Unlock the full potential of AI with Building LLMs for Production—our 470+ page guide to mastering LLMs with practical projects and expert insights!

# Generalized Linear Mixed Models in SAS

Last Updated on July 26, 2023 by Editorial Team

#### Author(s): Dr. Marc Jacobs

Originally published on Towards AI.

## Distributions, link functions, scales, overdispersion, and normality of residuals.

All statistical models have a systematic and a random part. In ANOVA and GLM models, the systematic part is the fixed effect and the random part is the error / unexplained variance. In mixed models, we have at least two random parts:

1. The variable intended to describe and use variance (e.g., block)
2. Error / unexplained variance

Our understanding of the world depends on the data that we collect and observe. This is why the design of our experiment is so important. Based on these observations, we build a statistical model which includes fixed and random parts. We build a model to describe/explain the world. We apply probability theory to the model to make inferences:

1. What is the chance that the model does not describe the world accurately?
2. What is the chance that what we have observed is due to chance? (which, of course, can never happen since chance by itself does not play a role)

Linear Mixed Models (LMMs) can only analyze normally distributed data. In Generalized Linear Mixed Models (GLMMs), the response function (y) can come from different distributions. Whilst in LMMs we analyze the response directly, in GLMMs we need to apply a link function to transform the data IN the model

There are a lot of options available in SAS to do so.

Below, is an example of data that needs to be log-transformed (either raw or inside the model) to be able to analyze it.

On data that comes from a log-normal distribution, using the normal distribution on the raw data is just plain wrong.

Now, let's use a different distribution instead. Since we transformed the data using a log transformation, we could opt for a lognormal distribution inside the model. This has the added benefit that an inverse transformation is done automatically.

The data and model scale is the same in PROC MIXED since we only use the normal distribution. There is no link function in PROC MIXED. In PROC GLIMMIX, one determines the model scale by using the link function. The model scale will lead to non-observable estimates and non-linear functions of the response variable. They are used for inference. Then, one can revert to the data scale by using the ilink function in PROC GLIMMIX. The estimates are transformed to observables. This only works for means and not differences, since the link function is a non-linear function for which no closed formula back-transformation exists.

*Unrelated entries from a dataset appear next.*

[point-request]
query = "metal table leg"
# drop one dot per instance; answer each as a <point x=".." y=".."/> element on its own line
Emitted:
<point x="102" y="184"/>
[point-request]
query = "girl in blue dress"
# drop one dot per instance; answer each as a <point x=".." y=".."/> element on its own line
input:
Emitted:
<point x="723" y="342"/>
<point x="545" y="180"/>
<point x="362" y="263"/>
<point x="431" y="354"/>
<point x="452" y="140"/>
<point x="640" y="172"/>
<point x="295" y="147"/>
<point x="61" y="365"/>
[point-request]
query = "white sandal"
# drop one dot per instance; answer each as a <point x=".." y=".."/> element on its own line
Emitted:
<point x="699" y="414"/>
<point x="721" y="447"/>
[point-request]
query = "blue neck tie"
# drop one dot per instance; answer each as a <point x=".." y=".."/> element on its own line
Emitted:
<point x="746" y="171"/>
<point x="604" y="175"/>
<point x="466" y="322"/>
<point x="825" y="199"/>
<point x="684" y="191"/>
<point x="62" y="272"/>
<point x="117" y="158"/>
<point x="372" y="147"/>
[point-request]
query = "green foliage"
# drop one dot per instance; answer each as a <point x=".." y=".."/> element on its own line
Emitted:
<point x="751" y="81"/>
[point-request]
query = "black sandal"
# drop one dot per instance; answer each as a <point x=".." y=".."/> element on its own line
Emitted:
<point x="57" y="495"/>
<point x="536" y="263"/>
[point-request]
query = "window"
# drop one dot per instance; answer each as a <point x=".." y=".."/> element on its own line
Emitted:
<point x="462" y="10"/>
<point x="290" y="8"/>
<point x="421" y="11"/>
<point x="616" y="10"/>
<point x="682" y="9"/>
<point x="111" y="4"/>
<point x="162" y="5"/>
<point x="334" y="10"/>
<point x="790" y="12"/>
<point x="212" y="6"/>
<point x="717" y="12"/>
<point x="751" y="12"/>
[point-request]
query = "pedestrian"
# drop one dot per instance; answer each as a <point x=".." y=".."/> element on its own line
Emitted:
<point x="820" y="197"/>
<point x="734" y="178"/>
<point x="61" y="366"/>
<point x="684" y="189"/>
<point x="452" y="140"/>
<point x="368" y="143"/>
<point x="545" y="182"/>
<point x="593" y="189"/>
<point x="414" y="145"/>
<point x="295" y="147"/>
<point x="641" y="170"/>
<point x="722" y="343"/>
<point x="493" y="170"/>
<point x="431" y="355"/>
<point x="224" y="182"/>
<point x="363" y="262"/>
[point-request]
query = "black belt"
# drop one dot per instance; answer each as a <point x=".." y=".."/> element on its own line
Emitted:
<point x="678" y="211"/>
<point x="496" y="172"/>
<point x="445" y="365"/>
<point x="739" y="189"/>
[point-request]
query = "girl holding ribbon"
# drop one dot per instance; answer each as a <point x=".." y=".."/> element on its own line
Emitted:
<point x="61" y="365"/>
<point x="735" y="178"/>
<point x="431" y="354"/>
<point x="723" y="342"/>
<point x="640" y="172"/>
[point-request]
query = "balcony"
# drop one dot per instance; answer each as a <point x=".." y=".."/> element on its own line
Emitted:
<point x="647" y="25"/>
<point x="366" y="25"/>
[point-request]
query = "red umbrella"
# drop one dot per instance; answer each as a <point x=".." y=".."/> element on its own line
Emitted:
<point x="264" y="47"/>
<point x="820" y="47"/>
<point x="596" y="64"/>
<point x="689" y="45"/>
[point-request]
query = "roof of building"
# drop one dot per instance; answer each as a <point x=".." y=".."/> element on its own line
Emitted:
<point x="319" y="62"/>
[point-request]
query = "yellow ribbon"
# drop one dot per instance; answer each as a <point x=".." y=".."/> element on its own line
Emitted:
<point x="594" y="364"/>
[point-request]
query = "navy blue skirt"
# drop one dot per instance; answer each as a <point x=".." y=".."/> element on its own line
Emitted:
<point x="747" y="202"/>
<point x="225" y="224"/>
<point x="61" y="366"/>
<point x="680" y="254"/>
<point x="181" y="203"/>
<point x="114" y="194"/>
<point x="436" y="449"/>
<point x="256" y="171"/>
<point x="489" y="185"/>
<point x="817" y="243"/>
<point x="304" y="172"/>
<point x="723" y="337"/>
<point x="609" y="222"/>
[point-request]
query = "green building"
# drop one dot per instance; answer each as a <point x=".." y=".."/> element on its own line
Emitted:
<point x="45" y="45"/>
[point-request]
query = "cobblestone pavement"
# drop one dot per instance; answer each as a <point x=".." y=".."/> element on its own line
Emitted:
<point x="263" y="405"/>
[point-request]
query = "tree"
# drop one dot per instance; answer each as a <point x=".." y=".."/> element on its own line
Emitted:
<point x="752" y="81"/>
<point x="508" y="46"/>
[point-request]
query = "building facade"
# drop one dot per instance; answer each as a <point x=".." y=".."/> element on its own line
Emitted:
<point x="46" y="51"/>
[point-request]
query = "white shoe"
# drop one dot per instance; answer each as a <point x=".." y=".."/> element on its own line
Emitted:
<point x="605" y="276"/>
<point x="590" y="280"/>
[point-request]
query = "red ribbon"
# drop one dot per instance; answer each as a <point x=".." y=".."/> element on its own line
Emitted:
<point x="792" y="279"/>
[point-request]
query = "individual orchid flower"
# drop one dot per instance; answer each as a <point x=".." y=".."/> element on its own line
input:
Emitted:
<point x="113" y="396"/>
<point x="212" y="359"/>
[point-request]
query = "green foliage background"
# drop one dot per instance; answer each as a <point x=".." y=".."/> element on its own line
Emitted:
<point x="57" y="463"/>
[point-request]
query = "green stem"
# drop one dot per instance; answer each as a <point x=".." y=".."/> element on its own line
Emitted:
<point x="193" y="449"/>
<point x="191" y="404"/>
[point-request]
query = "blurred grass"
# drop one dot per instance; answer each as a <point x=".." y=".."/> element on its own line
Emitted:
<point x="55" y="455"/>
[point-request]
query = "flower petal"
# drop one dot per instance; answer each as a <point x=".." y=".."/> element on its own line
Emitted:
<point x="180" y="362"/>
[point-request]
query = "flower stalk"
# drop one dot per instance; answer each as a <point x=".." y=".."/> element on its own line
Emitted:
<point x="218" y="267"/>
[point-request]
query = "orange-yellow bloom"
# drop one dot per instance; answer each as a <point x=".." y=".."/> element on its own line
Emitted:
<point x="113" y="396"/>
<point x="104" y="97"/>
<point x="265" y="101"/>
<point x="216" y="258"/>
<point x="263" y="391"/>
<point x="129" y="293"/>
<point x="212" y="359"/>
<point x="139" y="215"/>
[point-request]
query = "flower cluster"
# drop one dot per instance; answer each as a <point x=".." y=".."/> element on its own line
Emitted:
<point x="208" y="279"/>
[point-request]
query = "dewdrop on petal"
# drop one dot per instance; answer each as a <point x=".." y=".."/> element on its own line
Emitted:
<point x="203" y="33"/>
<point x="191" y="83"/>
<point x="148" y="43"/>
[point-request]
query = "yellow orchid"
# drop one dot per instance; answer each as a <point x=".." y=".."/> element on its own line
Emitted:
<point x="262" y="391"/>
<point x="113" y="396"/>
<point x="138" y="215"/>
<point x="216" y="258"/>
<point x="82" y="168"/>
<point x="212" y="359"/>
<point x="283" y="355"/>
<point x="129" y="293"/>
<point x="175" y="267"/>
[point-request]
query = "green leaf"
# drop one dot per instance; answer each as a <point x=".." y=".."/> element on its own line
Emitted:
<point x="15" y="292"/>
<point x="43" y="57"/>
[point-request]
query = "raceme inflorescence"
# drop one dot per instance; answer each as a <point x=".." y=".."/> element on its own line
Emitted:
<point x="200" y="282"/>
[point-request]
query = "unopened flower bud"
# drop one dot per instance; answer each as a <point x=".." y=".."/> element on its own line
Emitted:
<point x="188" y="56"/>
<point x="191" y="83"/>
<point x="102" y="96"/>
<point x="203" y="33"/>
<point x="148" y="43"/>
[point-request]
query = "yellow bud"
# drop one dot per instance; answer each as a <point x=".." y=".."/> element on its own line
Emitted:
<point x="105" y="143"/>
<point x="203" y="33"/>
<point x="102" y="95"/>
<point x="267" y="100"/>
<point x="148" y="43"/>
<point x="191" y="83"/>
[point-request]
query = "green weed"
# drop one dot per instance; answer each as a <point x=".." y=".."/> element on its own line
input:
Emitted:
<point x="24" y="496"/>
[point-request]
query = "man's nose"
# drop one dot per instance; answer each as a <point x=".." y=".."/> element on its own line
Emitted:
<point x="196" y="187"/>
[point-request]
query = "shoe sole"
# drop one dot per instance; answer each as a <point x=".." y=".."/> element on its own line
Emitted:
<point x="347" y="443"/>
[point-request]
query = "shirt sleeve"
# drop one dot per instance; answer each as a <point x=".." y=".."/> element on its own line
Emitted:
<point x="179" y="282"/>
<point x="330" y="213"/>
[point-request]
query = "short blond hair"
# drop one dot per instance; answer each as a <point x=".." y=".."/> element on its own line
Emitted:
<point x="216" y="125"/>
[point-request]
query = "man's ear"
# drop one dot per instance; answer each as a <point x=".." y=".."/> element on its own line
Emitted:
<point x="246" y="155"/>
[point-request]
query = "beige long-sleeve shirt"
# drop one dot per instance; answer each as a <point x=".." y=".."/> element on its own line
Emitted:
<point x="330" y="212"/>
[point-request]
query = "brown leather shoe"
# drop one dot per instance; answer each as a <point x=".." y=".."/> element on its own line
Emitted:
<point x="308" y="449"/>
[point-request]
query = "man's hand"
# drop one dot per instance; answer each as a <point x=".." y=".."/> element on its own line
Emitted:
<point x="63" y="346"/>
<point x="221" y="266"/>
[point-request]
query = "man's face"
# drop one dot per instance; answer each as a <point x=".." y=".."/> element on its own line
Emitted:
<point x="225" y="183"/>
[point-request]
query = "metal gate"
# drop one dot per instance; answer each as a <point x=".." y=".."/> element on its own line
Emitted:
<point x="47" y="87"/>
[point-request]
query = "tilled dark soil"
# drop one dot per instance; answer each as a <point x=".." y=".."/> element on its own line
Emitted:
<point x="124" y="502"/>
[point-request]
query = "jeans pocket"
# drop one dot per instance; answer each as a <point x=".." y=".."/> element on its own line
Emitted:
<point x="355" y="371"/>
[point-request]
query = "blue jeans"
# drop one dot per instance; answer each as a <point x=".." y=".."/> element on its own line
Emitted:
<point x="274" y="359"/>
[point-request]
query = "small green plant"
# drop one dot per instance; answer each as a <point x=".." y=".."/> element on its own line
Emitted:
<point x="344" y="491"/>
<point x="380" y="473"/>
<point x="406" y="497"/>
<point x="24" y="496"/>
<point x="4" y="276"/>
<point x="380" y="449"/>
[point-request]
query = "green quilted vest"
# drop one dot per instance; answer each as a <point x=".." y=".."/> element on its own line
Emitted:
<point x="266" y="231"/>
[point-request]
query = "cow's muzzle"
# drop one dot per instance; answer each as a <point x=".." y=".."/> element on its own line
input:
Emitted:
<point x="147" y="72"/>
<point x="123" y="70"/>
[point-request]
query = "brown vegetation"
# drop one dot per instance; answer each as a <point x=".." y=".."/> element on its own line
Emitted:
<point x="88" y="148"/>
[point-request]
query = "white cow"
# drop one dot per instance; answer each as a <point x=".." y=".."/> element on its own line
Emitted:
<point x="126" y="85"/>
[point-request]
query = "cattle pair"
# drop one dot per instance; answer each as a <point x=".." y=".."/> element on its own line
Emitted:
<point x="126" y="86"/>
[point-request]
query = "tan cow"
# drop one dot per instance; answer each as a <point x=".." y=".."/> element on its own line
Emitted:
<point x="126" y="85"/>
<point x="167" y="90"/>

Link functions are typically nonlinear and so a difference is not preserved in a nonlinear function. Hence, applying the inverse link to a difference usually produces a nonsense result. To estimate differences on the data scale, you have to be smarter (for logit scales, you have odds ratios). The distribution and link can change when you estimate, the linear predictor never changes. Since we used the identity link (link=identity), the results were the same on the model scale and on the data scale. The identity link does not perform a transformation within the model

Lets use a new example in which we take observations coming from a binomial distribution.

1. Smaller p-values.
2. Not being able to directly obtain the difference between two treatment proportions.
3. Having to resort to Odds Ratios to interpret treatment differences.

So, Linear Mixed Models (LMMs) can only analyze normally distributed data. Generalized Linear Mixed Models (GLMMs) can analyze all distributions. To do so, it needs to transform the data in the model using the link function (model scale). To obtain model results in the original scale (data scale) we use the inverse link. Using a GLMM for data with a non-normal distribution will provide you with the correct results! For Binomial Data, Odds Ratios will now have to be used to interpret treatment difference

Lets talk more about probability and distributions. In statistics, a probability distribution is a mathematical function that provides the probabilities of occurrence of different possible outcomes in an experiment.

The probability distribution is different for continuous outcomes and discrete outcomes (integers). You can see some examples in the table below.

And if we are going to talk distributions, we absolutely NEED to talk about the mean-variance relationship which for the large part determines how distributions behave, and how useful they will be in analyzing different types of data.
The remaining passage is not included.